In busta paga 50 euro in più al mese e riduzione dell'Irap.

Il taglio del cuneo fiscale è ormai un classico per ogni governo appena insediato, e in particolare il governo Renzi ha fatto grandi promesse a riguardo. Della riduzione del 10% dell'Irap d'altra parte parlava già nel Jobs Act, adesso si aggiunge anche il taglio dell'Irpef. A parlarne con maggiore precisione è stato il responsabile economico del Pd Filippo Taddei in un'intervista sul Quotidiano Nazionale: "Sarà la più grande riforma fiscale degli ultimi dieci anni".

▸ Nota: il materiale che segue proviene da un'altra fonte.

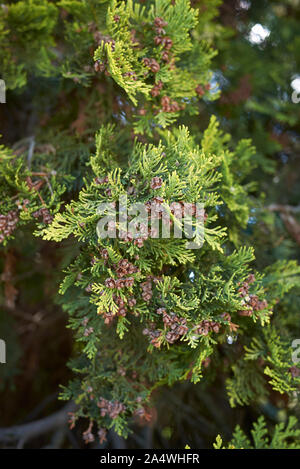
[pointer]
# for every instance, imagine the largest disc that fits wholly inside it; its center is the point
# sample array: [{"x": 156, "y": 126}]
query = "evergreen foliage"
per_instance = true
[{"x": 117, "y": 92}]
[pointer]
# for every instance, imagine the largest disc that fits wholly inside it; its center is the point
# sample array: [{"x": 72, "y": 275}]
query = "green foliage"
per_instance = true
[
  {"x": 284, "y": 436},
  {"x": 119, "y": 106}
]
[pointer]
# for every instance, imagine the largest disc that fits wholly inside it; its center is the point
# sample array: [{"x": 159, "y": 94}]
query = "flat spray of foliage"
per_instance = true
[{"x": 145, "y": 312}]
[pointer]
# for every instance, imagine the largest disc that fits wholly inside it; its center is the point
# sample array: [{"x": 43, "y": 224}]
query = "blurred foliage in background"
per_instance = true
[{"x": 238, "y": 60}]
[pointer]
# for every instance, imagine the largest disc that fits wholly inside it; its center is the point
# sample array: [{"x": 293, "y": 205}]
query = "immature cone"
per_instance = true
[{"x": 8, "y": 224}]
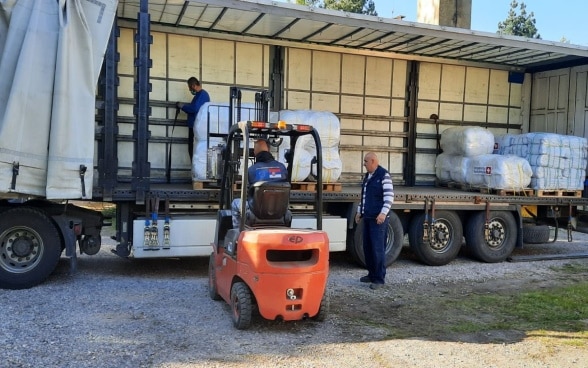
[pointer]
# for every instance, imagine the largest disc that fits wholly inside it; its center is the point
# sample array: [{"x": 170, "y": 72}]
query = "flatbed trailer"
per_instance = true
[{"x": 384, "y": 108}]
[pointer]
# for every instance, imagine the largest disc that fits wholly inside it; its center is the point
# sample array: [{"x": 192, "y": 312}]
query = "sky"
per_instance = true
[{"x": 554, "y": 18}]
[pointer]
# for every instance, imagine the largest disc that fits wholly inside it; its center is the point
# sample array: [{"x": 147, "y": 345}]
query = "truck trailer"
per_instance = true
[{"x": 395, "y": 86}]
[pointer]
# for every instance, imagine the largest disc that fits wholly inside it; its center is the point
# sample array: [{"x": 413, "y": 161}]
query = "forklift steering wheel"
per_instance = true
[{"x": 275, "y": 142}]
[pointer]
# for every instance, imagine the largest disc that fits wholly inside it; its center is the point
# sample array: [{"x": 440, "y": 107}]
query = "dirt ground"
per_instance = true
[{"x": 157, "y": 313}]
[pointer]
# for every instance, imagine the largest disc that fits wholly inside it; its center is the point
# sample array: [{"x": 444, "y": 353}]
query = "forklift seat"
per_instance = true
[{"x": 268, "y": 204}]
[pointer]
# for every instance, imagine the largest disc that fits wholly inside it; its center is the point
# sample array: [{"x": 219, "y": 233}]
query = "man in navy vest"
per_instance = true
[
  {"x": 377, "y": 195},
  {"x": 200, "y": 98}
]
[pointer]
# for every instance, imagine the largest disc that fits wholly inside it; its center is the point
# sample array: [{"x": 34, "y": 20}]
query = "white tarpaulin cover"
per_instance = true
[{"x": 51, "y": 57}]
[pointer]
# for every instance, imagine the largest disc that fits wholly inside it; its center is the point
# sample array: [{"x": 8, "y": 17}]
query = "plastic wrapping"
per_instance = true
[
  {"x": 498, "y": 172},
  {"x": 328, "y": 128},
  {"x": 557, "y": 161},
  {"x": 451, "y": 167}
]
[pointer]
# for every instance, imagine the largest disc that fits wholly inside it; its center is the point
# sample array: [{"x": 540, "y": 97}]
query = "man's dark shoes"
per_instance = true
[
  {"x": 376, "y": 286},
  {"x": 365, "y": 279}
]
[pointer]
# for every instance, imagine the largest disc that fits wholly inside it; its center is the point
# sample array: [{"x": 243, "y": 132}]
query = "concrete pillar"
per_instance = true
[{"x": 451, "y": 13}]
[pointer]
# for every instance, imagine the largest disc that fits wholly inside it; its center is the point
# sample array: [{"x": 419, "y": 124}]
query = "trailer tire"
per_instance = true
[
  {"x": 394, "y": 241},
  {"x": 503, "y": 231},
  {"x": 448, "y": 233},
  {"x": 212, "y": 288},
  {"x": 536, "y": 234},
  {"x": 30, "y": 247},
  {"x": 241, "y": 306}
]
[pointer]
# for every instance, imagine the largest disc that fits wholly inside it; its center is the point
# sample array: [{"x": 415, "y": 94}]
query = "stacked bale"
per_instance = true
[
  {"x": 557, "y": 161},
  {"x": 467, "y": 158},
  {"x": 328, "y": 128}
]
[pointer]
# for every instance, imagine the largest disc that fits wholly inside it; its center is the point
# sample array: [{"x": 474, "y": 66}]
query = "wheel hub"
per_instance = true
[
  {"x": 440, "y": 236},
  {"x": 22, "y": 246},
  {"x": 19, "y": 250},
  {"x": 496, "y": 234}
]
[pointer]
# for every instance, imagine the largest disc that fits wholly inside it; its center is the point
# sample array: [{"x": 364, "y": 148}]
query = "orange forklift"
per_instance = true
[{"x": 265, "y": 264}]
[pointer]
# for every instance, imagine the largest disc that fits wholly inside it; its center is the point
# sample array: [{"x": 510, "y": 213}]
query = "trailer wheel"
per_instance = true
[
  {"x": 394, "y": 241},
  {"x": 30, "y": 247},
  {"x": 212, "y": 289},
  {"x": 324, "y": 308},
  {"x": 445, "y": 242},
  {"x": 536, "y": 234},
  {"x": 241, "y": 305},
  {"x": 502, "y": 236}
]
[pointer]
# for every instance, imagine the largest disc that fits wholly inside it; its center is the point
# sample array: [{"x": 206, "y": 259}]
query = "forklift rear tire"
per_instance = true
[
  {"x": 212, "y": 289},
  {"x": 241, "y": 305}
]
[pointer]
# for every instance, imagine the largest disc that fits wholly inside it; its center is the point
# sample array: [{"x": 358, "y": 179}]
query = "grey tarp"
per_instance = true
[
  {"x": 84, "y": 31},
  {"x": 27, "y": 67}
]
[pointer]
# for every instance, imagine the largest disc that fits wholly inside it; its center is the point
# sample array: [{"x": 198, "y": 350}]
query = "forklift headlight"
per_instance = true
[{"x": 291, "y": 295}]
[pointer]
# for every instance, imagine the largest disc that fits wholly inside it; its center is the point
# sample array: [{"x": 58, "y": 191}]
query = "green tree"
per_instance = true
[
  {"x": 521, "y": 24},
  {"x": 353, "y": 6}
]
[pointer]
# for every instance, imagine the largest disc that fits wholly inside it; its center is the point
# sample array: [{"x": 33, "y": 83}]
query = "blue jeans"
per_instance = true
[{"x": 374, "y": 248}]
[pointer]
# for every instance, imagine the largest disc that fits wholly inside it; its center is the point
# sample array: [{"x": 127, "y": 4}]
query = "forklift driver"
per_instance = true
[{"x": 266, "y": 168}]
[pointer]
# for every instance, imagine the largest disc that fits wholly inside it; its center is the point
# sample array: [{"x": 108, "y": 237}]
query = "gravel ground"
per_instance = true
[{"x": 156, "y": 313}]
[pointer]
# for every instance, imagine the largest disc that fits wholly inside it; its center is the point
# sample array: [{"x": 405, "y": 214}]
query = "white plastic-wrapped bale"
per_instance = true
[
  {"x": 499, "y": 172},
  {"x": 328, "y": 128},
  {"x": 451, "y": 167},
  {"x": 557, "y": 161},
  {"x": 467, "y": 141},
  {"x": 502, "y": 143}
]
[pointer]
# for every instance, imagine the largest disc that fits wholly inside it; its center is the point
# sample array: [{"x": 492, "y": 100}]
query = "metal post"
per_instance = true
[{"x": 141, "y": 110}]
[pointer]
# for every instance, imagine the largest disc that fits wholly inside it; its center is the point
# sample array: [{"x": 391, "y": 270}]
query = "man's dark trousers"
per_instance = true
[{"x": 374, "y": 248}]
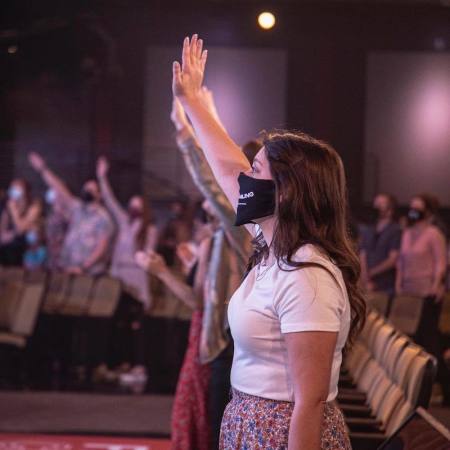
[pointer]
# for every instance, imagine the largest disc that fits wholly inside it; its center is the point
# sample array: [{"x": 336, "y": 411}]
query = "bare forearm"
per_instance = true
[
  {"x": 305, "y": 427},
  {"x": 223, "y": 155},
  {"x": 109, "y": 198}
]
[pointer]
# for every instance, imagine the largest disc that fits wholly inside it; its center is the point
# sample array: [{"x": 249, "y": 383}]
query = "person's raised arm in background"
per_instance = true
[
  {"x": 108, "y": 196},
  {"x": 53, "y": 181}
]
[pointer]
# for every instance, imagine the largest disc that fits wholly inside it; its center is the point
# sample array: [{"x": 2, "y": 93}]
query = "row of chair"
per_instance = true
[
  {"x": 23, "y": 298},
  {"x": 404, "y": 311},
  {"x": 385, "y": 377}
]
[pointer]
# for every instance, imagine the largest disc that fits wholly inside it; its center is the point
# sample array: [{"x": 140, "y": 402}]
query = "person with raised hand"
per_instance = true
[
  {"x": 87, "y": 243},
  {"x": 226, "y": 265},
  {"x": 189, "y": 420},
  {"x": 299, "y": 304}
]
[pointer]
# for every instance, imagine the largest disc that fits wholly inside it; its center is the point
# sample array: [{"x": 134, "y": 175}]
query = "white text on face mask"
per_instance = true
[{"x": 247, "y": 195}]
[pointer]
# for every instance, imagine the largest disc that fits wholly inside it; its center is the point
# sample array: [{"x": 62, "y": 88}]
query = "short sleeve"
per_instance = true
[{"x": 310, "y": 299}]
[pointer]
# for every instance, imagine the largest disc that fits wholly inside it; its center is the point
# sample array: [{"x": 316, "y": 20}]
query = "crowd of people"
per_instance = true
[
  {"x": 202, "y": 257},
  {"x": 410, "y": 255}
]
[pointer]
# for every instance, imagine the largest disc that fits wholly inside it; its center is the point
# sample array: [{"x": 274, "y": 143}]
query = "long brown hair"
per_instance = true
[{"x": 311, "y": 208}]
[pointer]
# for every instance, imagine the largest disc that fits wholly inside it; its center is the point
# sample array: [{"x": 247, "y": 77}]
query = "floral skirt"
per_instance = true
[{"x": 251, "y": 423}]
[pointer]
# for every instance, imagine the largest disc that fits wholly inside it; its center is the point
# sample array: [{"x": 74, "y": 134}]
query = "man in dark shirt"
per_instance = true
[{"x": 380, "y": 244}]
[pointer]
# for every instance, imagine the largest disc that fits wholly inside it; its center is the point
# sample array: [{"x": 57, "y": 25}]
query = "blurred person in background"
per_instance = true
[
  {"x": 35, "y": 257},
  {"x": 56, "y": 226},
  {"x": 20, "y": 214},
  {"x": 177, "y": 229},
  {"x": 379, "y": 247},
  {"x": 189, "y": 424},
  {"x": 230, "y": 252},
  {"x": 135, "y": 231},
  {"x": 421, "y": 270},
  {"x": 434, "y": 217},
  {"x": 88, "y": 241}
]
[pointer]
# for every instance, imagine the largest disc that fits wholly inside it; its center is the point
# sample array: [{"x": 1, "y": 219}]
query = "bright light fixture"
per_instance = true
[{"x": 266, "y": 20}]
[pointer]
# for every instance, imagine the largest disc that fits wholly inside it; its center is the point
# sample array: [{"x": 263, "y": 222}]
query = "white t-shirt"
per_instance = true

Di che si tratta, però? Il taglio dell'Irap per le imprese, che così sembrerebbe non essere più vincolato alle assunzioni, sarà del 10%. Il taglio dell'Irpef ai lavoratori dovrebbe invece valere sui 5,5 miliardi. Con il risultato che chi ha un reddito da 1.600 euro netti al mese dovrebbe riuscire a conquistare 50 euro netti in più al mese in busta paga.

Dove trovare i soldi necessari? Due terzi dovrebbero arrivare dal piano di spending review messo a punto dal commissario Cottarelli, mentre il resto dei soldi arriverà da leve fiscali. E quindi: "Uniformazione delle aliquote sulle rendite finanziarie". Tema delicato, che ha già creato qualche frizione nel governo appena nato e con il Nuovo Centrodestra sulle barricate per evitare che qualsiasi aumento di tassazione possa essere fatto.

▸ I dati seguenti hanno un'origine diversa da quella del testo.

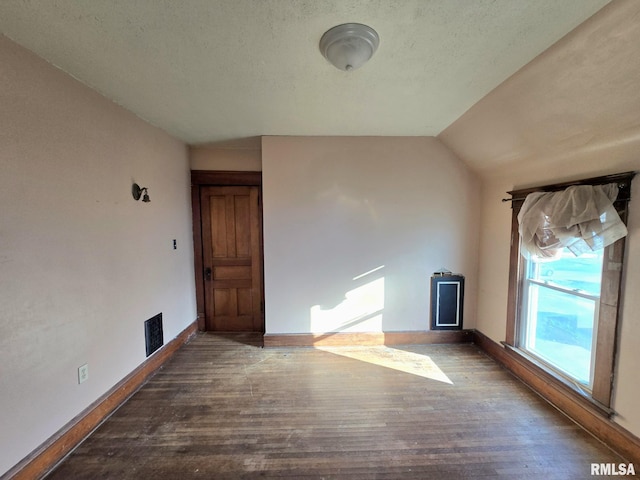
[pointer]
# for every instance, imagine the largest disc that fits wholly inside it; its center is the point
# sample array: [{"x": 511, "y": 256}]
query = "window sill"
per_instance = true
[{"x": 544, "y": 373}]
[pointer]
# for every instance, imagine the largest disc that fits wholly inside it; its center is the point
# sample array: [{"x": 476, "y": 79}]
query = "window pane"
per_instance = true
[
  {"x": 560, "y": 330},
  {"x": 581, "y": 273}
]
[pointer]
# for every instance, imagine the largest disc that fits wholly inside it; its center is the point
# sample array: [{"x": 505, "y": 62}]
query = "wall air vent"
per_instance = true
[{"x": 153, "y": 334}]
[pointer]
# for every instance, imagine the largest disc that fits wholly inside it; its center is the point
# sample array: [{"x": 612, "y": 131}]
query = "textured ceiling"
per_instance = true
[{"x": 214, "y": 70}]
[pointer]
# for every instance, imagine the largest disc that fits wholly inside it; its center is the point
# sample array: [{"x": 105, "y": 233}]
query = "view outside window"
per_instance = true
[{"x": 560, "y": 312}]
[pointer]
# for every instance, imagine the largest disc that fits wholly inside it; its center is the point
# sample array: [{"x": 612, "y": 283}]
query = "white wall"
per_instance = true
[
  {"x": 336, "y": 208},
  {"x": 572, "y": 113},
  {"x": 82, "y": 264},
  {"x": 243, "y": 154}
]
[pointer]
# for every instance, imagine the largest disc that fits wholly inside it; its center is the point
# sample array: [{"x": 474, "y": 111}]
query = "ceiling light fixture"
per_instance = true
[{"x": 349, "y": 46}]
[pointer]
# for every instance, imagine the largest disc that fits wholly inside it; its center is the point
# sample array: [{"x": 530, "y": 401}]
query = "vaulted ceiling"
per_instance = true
[{"x": 215, "y": 70}]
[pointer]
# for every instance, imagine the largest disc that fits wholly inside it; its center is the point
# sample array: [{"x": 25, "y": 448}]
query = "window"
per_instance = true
[
  {"x": 563, "y": 303},
  {"x": 559, "y": 313}
]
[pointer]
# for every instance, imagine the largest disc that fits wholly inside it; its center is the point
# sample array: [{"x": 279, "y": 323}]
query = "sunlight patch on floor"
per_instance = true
[{"x": 403, "y": 361}]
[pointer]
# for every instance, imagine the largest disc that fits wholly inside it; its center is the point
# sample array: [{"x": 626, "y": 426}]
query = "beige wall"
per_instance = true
[
  {"x": 242, "y": 154},
  {"x": 82, "y": 264},
  {"x": 572, "y": 113},
  {"x": 336, "y": 208}
]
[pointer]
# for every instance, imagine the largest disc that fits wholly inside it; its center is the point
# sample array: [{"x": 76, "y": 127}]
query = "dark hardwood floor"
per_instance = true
[{"x": 223, "y": 407}]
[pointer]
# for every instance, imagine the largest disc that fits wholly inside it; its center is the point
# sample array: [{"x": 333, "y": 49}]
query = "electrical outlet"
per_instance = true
[{"x": 83, "y": 373}]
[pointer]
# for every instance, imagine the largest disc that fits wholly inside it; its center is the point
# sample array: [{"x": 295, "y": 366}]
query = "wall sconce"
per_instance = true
[
  {"x": 349, "y": 46},
  {"x": 136, "y": 191}
]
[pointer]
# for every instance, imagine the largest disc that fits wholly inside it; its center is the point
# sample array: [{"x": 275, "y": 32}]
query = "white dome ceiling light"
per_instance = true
[{"x": 349, "y": 46}]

L'accento però, secondo Taddei, va spostato dalla "sinistra che arriva e tassa i bot", dalla sinistra che arriva e propone "un ulteriore riduzione delle tasse sul lavoro". Le parole di Taddei vengono confermate anche dal ministro del Lavoro Poletti: "Il cuneo fiscale lo riduciamo, è deciso. Quanti soldi in più arriveranno ai lavoratori? Questo lo decide il ministro dell'Economia però avete sentito tutti la dichiarazione programmatica di Matteo Renzi. Noi abbiamo calcolato 10 miliardi come abbattimento del cuneo".